With this setup any device with a client certificate installed will be able to connect to the sprinklers; everyone else will be rejected.. for most devices once you connect the first time and select the cert you will never be prompted or bothered again. This really cant be brute forced and unless some very critical vurnability pops up in TLS or SSH there’s no other way in; also no fighting with your wife about using your pets name for her password.

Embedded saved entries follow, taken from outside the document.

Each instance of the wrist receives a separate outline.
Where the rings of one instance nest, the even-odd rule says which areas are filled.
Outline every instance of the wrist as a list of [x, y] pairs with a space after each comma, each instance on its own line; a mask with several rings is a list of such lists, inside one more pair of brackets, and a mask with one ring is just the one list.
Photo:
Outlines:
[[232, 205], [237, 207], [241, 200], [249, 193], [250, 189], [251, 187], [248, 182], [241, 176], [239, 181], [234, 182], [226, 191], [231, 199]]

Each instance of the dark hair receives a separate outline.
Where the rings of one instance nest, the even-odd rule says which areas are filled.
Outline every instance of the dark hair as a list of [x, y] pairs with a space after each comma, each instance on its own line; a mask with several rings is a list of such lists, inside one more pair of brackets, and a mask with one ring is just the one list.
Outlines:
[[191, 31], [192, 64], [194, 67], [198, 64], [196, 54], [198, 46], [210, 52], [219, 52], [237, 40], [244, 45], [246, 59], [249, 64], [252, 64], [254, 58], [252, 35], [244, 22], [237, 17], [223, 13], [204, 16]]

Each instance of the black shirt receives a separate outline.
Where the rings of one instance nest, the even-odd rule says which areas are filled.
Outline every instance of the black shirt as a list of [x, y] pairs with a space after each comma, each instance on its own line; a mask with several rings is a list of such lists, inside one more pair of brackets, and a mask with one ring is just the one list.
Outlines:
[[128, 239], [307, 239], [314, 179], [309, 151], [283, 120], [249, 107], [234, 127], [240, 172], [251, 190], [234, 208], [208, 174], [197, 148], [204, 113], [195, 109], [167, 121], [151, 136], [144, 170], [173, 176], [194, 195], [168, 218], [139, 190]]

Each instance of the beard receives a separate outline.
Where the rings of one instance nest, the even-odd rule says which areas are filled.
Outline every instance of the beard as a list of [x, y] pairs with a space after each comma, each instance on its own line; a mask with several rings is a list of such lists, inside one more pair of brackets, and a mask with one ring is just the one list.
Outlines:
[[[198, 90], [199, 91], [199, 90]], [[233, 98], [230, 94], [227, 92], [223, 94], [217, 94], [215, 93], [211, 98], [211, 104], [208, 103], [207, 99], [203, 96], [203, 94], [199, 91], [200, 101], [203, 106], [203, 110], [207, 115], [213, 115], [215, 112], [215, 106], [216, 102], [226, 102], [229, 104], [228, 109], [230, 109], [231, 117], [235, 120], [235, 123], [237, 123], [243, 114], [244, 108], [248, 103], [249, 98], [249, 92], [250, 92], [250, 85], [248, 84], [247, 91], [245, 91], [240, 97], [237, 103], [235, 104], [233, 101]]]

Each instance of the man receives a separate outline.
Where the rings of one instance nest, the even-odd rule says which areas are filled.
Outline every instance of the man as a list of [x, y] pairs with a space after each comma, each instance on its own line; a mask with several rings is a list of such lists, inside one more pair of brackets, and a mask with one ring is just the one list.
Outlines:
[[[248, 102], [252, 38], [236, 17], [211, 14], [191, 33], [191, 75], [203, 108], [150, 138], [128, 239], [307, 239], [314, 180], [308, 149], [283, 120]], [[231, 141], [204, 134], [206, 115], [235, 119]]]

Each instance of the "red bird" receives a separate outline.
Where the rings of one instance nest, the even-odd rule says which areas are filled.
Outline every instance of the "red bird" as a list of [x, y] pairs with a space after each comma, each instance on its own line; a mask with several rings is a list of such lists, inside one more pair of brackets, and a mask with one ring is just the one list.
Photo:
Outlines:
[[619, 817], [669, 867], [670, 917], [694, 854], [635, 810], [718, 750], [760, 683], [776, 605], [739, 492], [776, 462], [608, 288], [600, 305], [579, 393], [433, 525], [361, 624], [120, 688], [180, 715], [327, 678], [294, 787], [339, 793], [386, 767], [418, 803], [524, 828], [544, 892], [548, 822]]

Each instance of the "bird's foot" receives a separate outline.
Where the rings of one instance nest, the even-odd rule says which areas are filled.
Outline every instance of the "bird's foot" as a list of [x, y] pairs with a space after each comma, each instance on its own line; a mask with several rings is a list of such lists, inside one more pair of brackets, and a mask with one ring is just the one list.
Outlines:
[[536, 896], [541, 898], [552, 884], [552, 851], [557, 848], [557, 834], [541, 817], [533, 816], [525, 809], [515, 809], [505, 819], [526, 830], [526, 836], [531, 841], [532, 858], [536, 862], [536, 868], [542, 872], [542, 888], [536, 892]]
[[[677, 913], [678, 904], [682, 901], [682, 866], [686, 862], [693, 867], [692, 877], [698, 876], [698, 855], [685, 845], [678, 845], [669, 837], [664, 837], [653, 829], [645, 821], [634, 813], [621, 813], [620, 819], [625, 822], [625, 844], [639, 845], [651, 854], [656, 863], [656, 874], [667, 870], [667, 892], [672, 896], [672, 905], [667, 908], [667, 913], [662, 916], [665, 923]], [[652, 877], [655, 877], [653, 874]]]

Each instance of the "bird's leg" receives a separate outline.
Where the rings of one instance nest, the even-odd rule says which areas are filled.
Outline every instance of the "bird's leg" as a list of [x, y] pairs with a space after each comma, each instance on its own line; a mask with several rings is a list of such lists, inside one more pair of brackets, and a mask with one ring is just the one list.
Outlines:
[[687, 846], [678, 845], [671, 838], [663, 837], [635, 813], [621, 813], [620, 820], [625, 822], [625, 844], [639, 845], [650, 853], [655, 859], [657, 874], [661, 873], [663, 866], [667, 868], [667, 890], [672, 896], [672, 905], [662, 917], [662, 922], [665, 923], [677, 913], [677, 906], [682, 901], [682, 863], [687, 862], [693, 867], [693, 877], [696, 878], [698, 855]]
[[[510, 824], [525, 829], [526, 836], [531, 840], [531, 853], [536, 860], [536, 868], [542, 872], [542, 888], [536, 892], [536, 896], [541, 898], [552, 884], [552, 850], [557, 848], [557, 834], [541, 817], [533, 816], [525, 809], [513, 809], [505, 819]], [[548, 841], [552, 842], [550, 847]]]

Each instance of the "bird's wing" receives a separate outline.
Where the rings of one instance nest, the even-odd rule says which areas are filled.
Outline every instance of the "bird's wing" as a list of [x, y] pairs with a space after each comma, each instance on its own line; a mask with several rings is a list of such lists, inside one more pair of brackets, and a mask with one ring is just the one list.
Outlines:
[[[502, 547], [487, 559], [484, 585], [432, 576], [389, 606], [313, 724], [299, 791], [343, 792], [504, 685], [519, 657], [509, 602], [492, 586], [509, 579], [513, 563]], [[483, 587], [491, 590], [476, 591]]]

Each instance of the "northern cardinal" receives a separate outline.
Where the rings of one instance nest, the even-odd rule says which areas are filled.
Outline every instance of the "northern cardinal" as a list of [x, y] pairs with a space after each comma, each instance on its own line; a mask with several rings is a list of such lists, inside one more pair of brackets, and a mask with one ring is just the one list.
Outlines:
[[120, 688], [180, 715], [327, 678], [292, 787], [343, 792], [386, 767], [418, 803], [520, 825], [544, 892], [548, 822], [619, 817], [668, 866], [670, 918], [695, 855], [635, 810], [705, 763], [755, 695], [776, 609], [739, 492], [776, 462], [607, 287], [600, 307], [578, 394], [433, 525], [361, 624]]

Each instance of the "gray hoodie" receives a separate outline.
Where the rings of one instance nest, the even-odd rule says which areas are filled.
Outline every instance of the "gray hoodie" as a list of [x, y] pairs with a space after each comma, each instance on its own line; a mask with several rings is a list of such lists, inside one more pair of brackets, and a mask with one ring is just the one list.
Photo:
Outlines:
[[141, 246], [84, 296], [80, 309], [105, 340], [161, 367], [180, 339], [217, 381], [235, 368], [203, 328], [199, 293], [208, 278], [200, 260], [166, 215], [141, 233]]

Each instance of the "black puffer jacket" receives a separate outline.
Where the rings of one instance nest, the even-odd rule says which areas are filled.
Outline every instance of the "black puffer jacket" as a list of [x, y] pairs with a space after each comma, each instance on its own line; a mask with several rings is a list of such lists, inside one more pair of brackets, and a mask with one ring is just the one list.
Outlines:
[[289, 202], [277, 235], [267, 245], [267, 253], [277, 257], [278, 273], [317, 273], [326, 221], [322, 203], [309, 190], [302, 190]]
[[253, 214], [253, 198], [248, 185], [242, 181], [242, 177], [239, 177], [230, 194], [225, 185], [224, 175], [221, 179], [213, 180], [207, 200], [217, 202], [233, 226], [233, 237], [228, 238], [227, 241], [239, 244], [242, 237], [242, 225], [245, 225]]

This setup would be entirely safe to expose to the internet through a portforward, putting it in a DMZ, or even giving it a static routable IP, you could obscure the HTTPS port externally by running it on a random high port > 20k outside of your router if doing a portforward, but obfuscation is mostly theatre imho, run it on 443 if you dont want to be stuck across country; hear of a deep freeze back home on facebook and not being able to remember the damn port # to shutdown sprinklers.

*edit*
For additional hardening put /var/apt/cache in a tmpfs and configure automatic updates for your operating system, that’ll keep security updates applied and not wear out your storage: https://wiki.debian.org/UnattendedUpgrades

Also if your going through all this trouble to create and distribute client certs you might as well run radius somewhere (perhaps on your Opensprinkler even) and reconfigure your WiFi in the only secure method left; with Enterprise WPA & EAP-TLS.